Chapters are written with elements of the supernatural, haunting, mystery, science fiction, modeled after road trips, romance novels, movie thrillers. Some have pages of detailed footnotes, referring to deep research she conducted on folklore and fairy tales.

Machado says she struggled to write a straight narrative, judging everything she wrote to be, in her words, terrible.  It was when she was teaching high schoolers at a summer writing camp that she had the space and time to think. She says she focused on haunted houses, an obsession of hers, and she thought of haunting as an organizing structure for the memoir.

“By the time I had left Iowa City a few weeks later, I had a notebook that was just full of ideas and it was showing literally lists of tropes and narrative arcs and just everything I could possibly imagine,” she says. “I could tell it was right because it was like everything cracked open and immediately the whole book fell out of me.” 

The approach is similar in some ways to her short stories in “Her Body and Other Parties,” using “tiny, almost like microsections to create a larger experience,” she says. 

The perspective changes throughout the memoir, with some chapters in second person, which was not her original intention: “The text was like resisting me.
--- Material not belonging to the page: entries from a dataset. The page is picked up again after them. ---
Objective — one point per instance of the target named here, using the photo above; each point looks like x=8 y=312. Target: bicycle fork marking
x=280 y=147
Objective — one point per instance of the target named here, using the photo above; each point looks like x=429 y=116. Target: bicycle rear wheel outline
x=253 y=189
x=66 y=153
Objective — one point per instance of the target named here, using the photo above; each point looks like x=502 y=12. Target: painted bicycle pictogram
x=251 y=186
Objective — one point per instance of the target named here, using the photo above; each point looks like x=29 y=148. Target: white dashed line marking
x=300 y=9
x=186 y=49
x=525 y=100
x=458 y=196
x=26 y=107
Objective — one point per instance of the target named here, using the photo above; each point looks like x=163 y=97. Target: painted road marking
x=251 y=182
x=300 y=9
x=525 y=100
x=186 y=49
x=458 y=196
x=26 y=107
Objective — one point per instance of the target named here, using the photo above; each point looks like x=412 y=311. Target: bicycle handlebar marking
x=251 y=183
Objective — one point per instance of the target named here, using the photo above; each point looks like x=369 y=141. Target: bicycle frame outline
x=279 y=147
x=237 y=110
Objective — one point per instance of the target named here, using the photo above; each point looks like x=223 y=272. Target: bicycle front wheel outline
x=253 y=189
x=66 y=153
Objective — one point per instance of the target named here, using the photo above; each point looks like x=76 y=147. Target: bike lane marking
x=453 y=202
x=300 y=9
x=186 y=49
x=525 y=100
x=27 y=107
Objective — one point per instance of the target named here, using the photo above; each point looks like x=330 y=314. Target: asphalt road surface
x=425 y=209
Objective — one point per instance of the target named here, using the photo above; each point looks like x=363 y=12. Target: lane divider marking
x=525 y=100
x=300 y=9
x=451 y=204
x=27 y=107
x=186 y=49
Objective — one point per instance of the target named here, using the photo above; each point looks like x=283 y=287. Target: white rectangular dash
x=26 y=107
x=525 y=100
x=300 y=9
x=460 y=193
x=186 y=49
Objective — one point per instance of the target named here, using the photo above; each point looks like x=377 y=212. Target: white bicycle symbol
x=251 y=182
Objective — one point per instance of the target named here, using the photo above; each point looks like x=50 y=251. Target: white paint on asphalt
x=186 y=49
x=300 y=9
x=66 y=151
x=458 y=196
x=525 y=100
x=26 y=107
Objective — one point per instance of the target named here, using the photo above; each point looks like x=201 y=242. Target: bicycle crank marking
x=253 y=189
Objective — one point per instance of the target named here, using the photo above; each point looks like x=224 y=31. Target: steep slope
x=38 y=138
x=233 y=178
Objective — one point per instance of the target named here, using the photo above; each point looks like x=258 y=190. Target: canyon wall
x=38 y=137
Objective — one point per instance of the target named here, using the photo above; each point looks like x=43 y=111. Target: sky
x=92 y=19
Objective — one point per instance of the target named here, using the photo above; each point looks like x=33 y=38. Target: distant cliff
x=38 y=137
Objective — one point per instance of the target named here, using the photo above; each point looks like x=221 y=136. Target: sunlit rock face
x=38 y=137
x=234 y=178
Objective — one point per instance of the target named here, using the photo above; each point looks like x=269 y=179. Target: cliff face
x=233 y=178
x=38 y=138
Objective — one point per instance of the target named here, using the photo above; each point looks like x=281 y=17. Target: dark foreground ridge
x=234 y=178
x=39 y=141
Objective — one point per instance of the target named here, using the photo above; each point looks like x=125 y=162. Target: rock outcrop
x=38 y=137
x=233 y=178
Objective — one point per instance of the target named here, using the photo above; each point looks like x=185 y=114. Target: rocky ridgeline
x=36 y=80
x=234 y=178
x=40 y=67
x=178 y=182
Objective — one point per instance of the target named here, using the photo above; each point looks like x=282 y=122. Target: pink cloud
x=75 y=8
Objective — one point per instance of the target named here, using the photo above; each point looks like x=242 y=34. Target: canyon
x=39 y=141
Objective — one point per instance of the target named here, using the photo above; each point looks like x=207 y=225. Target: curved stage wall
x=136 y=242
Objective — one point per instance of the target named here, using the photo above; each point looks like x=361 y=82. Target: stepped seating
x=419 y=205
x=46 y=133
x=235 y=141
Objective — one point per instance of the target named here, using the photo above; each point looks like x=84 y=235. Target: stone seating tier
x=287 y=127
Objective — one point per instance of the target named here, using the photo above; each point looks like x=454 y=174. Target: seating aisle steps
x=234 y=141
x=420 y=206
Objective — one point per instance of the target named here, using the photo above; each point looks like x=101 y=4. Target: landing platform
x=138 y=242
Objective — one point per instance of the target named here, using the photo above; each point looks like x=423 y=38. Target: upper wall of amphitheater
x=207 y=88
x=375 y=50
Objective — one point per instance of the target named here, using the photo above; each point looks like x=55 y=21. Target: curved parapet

A lot of the pieces I was trying to put into first person sounded really weird to my ear. They weren’t fitting. And so, I left those in second person.” 

As she continued writing, it became clear to her that the second person was her in the past, and the first person was her in the present. “It is like the me that is sitting in front of you right now, and the me that is this past version of myself. The book was about me stepping up to her and trying to understand her,” she says. “It’s like you can access this other past self, but you can’t tell her anything.”

And what does Machado dream for her memoir? “I hope that people who need it read it,” she says, echoing the first words on the first page, “If you need this book, it is for you.”